Wednesday, October 6, 2010

Monetary easing talk in US sends Asian markets soaring

HONG KONG: Asian markets posted healthy gains on Wednesday as dealers followed a strong lead from Wall Street after Japan's easing of monetary policy led to hopes of a similar move in the United States. 

Expectations that the US Federal Reserve will introduce its own measures sent the dollar back towards the 15-year lows against the yen while it also slipped further against the euro 

Tokyo surged 1.29 per cent by the break, Hong Kong jumped 1.32 per cent, Sydney soared 1.59 per cent and Seoul was 0.98 per cent higher while Singapore rose 0.66 per cent. 

The Bank of Japan on Tuesday cut interest rates to between zero and 0.1 per cent, from 0.1 per cent, and announced the creation of a 60-billion-dollar fund to buy government bonds and securities to help support the ailing economy. 

The Fed, which has kept its own rates at zero to 0.25 per cent, has said it is ready to announce fresh measures to kickstart the recovery in the world's biggest economy. 

Possible "quantitative easing in the US will be the big event for equities globally," City Index head of dealing Michael McCarthy said. 

"If Friday's US jobs data are weak, I think the market will be relying on the (Federal Reserve chief Ben) Bernanke put option (further quantitative easing) and, if it shows strength, investors could also buy the market, so it's a win-win scenario." 

Dealers are nervously keeping an eye on the release of jobs data out of the United States Friday, which will give a clue as to the state of the economy there. 

On Wall Street the Dow soared 1.80 per cent, with sentiment also buoyed by better than expected output data from the service sector. The broader S&P 500 jumped 2.09 per cent and the tech-rich Nasdaq rallied 2.36 per cent. 

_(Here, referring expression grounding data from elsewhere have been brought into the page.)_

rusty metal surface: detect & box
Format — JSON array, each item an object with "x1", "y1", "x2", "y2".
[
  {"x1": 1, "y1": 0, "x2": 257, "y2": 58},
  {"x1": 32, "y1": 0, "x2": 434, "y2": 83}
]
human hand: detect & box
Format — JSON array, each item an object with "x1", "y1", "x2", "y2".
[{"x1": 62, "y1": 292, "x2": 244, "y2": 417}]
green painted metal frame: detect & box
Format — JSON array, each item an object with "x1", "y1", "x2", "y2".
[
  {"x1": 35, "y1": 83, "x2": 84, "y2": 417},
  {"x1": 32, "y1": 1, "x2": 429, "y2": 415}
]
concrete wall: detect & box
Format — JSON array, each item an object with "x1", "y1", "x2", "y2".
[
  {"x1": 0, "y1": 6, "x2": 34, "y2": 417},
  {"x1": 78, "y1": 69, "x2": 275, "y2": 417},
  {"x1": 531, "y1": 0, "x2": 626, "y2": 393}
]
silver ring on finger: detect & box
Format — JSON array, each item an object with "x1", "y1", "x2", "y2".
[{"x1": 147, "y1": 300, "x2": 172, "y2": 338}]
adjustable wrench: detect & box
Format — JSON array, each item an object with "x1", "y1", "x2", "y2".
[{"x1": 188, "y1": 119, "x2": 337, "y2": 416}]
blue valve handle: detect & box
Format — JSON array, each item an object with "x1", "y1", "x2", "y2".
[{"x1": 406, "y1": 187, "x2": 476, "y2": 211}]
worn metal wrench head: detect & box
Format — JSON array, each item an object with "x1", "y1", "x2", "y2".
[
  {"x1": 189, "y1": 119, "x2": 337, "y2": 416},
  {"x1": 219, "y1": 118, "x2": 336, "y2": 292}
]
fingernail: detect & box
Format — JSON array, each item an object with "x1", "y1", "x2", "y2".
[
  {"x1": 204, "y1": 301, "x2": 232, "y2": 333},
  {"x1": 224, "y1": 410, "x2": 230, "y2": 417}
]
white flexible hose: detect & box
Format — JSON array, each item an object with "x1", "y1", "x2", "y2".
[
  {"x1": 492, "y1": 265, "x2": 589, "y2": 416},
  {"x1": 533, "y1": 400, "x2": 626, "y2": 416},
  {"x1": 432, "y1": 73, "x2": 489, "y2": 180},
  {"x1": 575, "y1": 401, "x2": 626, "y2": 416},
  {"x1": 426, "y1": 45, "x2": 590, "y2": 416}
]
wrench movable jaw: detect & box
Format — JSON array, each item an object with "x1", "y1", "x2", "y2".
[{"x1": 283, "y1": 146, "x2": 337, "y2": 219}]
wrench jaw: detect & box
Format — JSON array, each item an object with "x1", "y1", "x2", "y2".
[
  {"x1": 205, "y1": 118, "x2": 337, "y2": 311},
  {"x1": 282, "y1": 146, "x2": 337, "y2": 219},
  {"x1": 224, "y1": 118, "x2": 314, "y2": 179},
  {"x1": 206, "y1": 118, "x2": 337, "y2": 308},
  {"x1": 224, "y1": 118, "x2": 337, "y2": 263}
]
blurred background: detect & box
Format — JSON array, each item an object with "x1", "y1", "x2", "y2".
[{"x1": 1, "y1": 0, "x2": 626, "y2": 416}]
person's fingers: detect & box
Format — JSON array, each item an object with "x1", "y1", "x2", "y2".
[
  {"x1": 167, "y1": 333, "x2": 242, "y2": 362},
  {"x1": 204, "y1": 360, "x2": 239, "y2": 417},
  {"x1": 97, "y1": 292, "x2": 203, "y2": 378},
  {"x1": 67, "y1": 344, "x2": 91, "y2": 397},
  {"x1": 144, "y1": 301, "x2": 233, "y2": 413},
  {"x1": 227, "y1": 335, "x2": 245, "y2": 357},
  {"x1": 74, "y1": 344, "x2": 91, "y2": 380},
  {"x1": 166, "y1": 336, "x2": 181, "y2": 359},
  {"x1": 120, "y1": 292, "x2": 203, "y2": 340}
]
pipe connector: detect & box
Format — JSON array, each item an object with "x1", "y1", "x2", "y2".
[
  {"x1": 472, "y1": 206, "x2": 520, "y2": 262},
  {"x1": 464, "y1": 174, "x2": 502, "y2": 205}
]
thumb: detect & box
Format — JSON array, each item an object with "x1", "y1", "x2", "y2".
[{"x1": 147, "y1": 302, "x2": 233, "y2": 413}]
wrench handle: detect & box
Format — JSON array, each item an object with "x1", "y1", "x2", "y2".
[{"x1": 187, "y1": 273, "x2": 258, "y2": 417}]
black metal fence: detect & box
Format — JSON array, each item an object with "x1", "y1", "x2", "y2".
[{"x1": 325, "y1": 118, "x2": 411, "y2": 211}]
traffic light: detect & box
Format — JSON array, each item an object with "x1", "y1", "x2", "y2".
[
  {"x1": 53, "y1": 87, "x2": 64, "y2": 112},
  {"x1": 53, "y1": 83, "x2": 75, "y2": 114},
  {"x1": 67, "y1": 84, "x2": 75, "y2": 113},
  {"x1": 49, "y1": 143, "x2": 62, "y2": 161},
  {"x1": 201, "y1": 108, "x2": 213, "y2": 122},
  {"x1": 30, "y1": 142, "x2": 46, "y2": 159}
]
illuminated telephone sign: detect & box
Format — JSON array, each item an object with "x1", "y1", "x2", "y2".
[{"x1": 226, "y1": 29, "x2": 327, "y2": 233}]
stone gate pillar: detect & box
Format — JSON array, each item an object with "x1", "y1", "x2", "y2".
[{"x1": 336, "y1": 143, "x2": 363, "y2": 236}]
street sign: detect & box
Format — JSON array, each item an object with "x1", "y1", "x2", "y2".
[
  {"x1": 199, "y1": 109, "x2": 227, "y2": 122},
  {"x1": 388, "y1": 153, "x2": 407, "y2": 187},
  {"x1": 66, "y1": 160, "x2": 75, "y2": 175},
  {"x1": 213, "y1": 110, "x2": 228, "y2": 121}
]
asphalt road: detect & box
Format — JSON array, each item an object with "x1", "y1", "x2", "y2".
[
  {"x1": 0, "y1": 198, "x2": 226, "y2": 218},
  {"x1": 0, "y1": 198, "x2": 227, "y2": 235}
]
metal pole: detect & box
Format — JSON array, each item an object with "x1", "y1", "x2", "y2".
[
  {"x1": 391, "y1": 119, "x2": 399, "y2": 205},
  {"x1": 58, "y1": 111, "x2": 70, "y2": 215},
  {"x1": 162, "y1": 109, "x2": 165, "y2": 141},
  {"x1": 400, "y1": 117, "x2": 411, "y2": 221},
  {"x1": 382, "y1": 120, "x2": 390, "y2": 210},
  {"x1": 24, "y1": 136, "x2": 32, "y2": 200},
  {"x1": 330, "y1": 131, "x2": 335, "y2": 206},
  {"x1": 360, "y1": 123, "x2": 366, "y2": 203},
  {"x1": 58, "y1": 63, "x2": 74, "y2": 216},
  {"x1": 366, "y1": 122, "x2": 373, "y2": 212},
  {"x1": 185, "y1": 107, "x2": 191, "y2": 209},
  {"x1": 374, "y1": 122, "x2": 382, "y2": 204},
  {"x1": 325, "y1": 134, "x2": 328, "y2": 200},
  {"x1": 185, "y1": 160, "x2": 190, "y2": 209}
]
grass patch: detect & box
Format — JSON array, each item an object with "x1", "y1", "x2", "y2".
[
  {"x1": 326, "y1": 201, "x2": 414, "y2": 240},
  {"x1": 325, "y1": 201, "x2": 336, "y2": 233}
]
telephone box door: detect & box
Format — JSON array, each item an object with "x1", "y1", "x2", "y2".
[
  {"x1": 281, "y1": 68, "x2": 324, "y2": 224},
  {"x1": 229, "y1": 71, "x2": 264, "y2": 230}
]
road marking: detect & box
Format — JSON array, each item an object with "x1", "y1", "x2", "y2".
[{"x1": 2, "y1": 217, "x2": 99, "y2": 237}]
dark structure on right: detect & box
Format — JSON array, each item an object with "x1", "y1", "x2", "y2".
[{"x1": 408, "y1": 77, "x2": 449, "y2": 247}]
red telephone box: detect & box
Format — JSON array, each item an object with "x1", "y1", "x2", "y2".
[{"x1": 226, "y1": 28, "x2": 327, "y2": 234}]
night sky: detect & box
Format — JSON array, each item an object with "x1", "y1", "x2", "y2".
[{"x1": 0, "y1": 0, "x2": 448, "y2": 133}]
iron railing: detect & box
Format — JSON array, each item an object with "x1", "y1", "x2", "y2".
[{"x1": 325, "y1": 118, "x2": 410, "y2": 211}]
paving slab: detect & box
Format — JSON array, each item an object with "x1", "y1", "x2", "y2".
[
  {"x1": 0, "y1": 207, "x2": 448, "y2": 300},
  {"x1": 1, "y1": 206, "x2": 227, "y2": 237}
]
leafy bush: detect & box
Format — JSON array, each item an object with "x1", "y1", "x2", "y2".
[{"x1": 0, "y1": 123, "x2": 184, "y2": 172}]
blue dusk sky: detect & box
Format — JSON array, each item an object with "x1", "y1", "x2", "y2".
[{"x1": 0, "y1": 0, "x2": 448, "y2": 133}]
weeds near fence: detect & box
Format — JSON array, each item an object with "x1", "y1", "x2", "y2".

Despite the BoJ's move -- and amid talk of possible Fed action -- the yen remained high against the greenback, sitting at 83.10 to the dollar, from 83.21 in New York late Tuesday. The dollar briefly dipped below 83 yen in New York. 

The dollar was also at eight-month lows against the euro. The European single unit bought 1.3844 dollars in Tokyo morning trade, slightly up from 1.3834 dollars in New York, near its highest level since February. 

The euro was edged down to 115.07 yen from 115.16. 

The weak dollar was also a catalyst for gold to hit a record high 1,344.20 US dollars an ounce in morning trade in Hong Kong after opening at 1,339.00-1,340.00 dollars. 

Christopher Gore, sales trader at GOMarkets in Melbourne said: "It's the general lack of faith in fiat currencies and a general cautious disposition that acts as a supporting factor for gold. 

"The premise of further economic stimulus suggesting the Fed will need to water down the US currency and print more cash only exacerbates gold's march higher," he said, according to Dow Jones Newswires. 

Analysts tipped markets to remain choppy through the weak as dealers look to Friday's jobs figures as well as earnings reports from PepsiCo and Alcoa that unofficially kick off the third-quarter earnings season. 

On oil markets New York's main contract, light sweet crude for delivery in November, fell 15 cents to 82.67 dollars a barrel and Brent North Sea crude for November shed seven cents to 84.77 dollars.